RU2781400C1 - Method for galvanic restoration of a worn steel part in a flow electrolyte with disperse particles - Google Patents

Abstract

FIELD: metallurgy.

SUBSTANCE: invention relates to the field of electroplating and can be used to restore worn steel parts of machines and mechanisms. Method includes subjecting the restored part to anodic treatment conducted in an iron-plating electrolyte containing salts of ferrous iron, sulphuric and hydrochloric acids, potassium iodide, and 40 to 80 kg/m³ disperse particles of electrocorundum with a size of 100 to 300 mcm, at an anode current density of 15 to 25 kA/m², a heterophase flow rate of the iron-plating electrolyte of 1.5 to 2.5 m/s; and applying a galvanic iron coating.

EFFECT: increase in the adhesion of coatings.

1 cl, 3 dwg

Description

The invention relates to the galvanic recovery of worn steel parts of machines and mechanisms in a flowing electrolyte.

A known method of applying galvanic iron coatings on the surface of worn steel parts in a flowing electrolyte, which includes solid dispersed particles of 1-10 microns in size in order to increase the hardness and wear resistance of the coatings. During the electrolysis process, particles of this size are included in the composition of the coating. In this case, the part to be restored and the soluble anode are placed in a special electrolytic cell, through which the electrolyte with solid dispersed particles is pumped [1].

The disadvantages of this method are:

- low rate of deposition of the coating due to the low maximum allowable density of the cathode current;

- a small thickness of smooth coatings due to the intensive flow of the process of formation of dendrites when using an electrolyte with dispersed particles;

- low current output of iron.

The closest to the proposed method of electroplating is the method of ironing in a flowing electrolyte, which additionally includes large solid dispersed particles (for example, electrocorundum, boron nitride, etc.) with a size of 100-300 microns, and the coating is carried out at a cathode current density of more than 1 kA/dm ² [1].

The disadvantages of this method are:

- low value of adhesion of coatings due to the need for finishing anodic treatment of the surface of parts in a special electrolyte for anodic treatment;

- the need to carry out technological operations for washing parts with cold and hot water and changing the electrolyte pumped through the electrolytic cell.

The objective of the invention is to provide activation of the surface due to its mechanical treatment in the process of finishing anode preparation of parts in an iron-plating electrolyte and to increase the productivity of the process by eliminating technological operations for washing parts with cold and hot water, as well as replacing a special electrolyte for anode treatment with iron-plating electrolyte.
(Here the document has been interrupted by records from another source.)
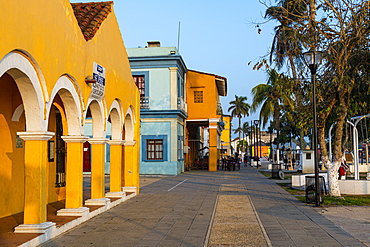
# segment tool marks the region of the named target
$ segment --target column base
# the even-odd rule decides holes
[[[41,224],[21,224],[14,228],[15,233],[46,233],[56,228],[53,222],[43,222]]]
[[[89,206],[106,206],[109,203],[110,203],[109,198],[88,199],[85,201],[85,205]]]
[[[63,208],[57,211],[57,216],[88,216],[89,212],[87,207]]]
[[[121,192],[107,192],[107,193],[105,193],[105,197],[124,198],[124,197],[126,197],[126,192],[124,192],[124,191],[121,191]]]
[[[135,192],[136,193],[136,187],[122,187],[122,191],[124,191],[124,192]]]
The purpose of the invention is to increase the adhesion of coatings and the performance of the process of restoring parts.

The purpose of the invention is achieved by the fact that the finishing anodic treatment of parts is carried out in an iron plating electrolyte at an anode current density of 15-25 kA / m ² , a heterophase flow rate of 1.5-2.5 m / s and a concentration of electrocorundum particles with a size of 100-300 μm 40- 80 g/l.

Below are the results of electrochemical studies of the state of the surface of carbon steels before the application of electroplated iron coatings in order to determine the optimal modes of anodic treatment, which make it possible to ensure the maximum possible adhesion value. The results of determination of the value of adhesion of galvanic iron coatings on the surface of samples of steel 45 during anodic treatment in a flowing aluminosulfate and chloride electrolyte with dispersed electrocorundum particles are also presented.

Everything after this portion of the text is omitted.